For decades, God prepares someone quietly, secretly. The one being prepared may have a sense that the preparation is happening, but still can’t fathom how everything will play out. Even Jesus doesn’t know the hour of his own return to Earth. If Jesus doesn’t know when he will come back to deliver us from the evils on Earth, then there is no way in Heaven or on Earth that we could ever know who is and is not in the quiet fields of preparation for the Lord’s purposes tomorrow.
Everyone looks ordinary in person. Seeing a face on a billboard or movie screen makes a celebrity easy to recognize. But, in person everyone remains human.
Say Einstein were to deliver his theory of relativity to one of his college classmates. Or, imagine if Oswald Chambers had gone off on one of his rants as a student in Sunday school. They would be brushed off as annoying and self-obsessed. But, if either man were to sit down in a television studio and show the world how to make a peanut butter and jelly sandwich, the whole world would take notes.
That’s what made Oswald Chambers special to all of us: His wife took notes while he would rant at home. That’s how his famous devotional was written. He dictated off the cuff; she actually wrote it down. We have his words to read because his own family had the insight to value his words first.
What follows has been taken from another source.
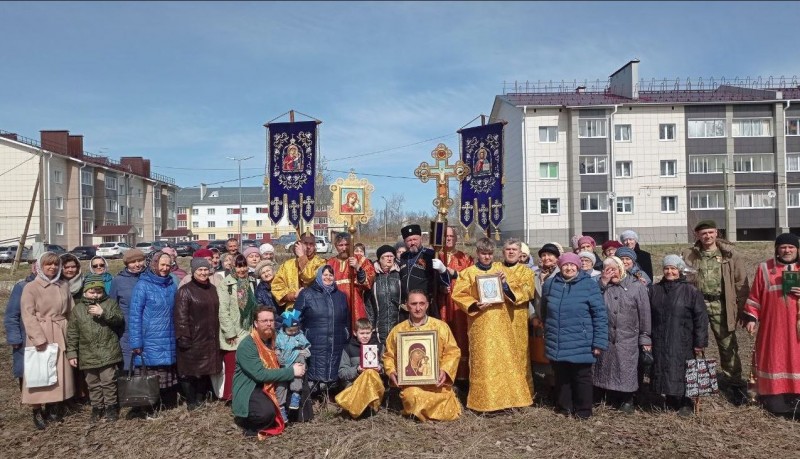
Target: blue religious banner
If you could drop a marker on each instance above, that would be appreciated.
(482, 189)
(292, 158)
Thomas Aquinas was called the “dumb ox” by his classmates because he was fat and soft-spoken. But, his teacher told the class, “One day the ‘dumb ox’ will speak and the whole world will listen.” That teacher recognized talent without needing a movie screen to determine whether his own student had a brain worth publishing.
Don’t assume that your peers can’t include the king God will anoint—that you could never be so ‘lucky’. Your friends aren’t all worthless. Learn to spot talent among your peers before the world does.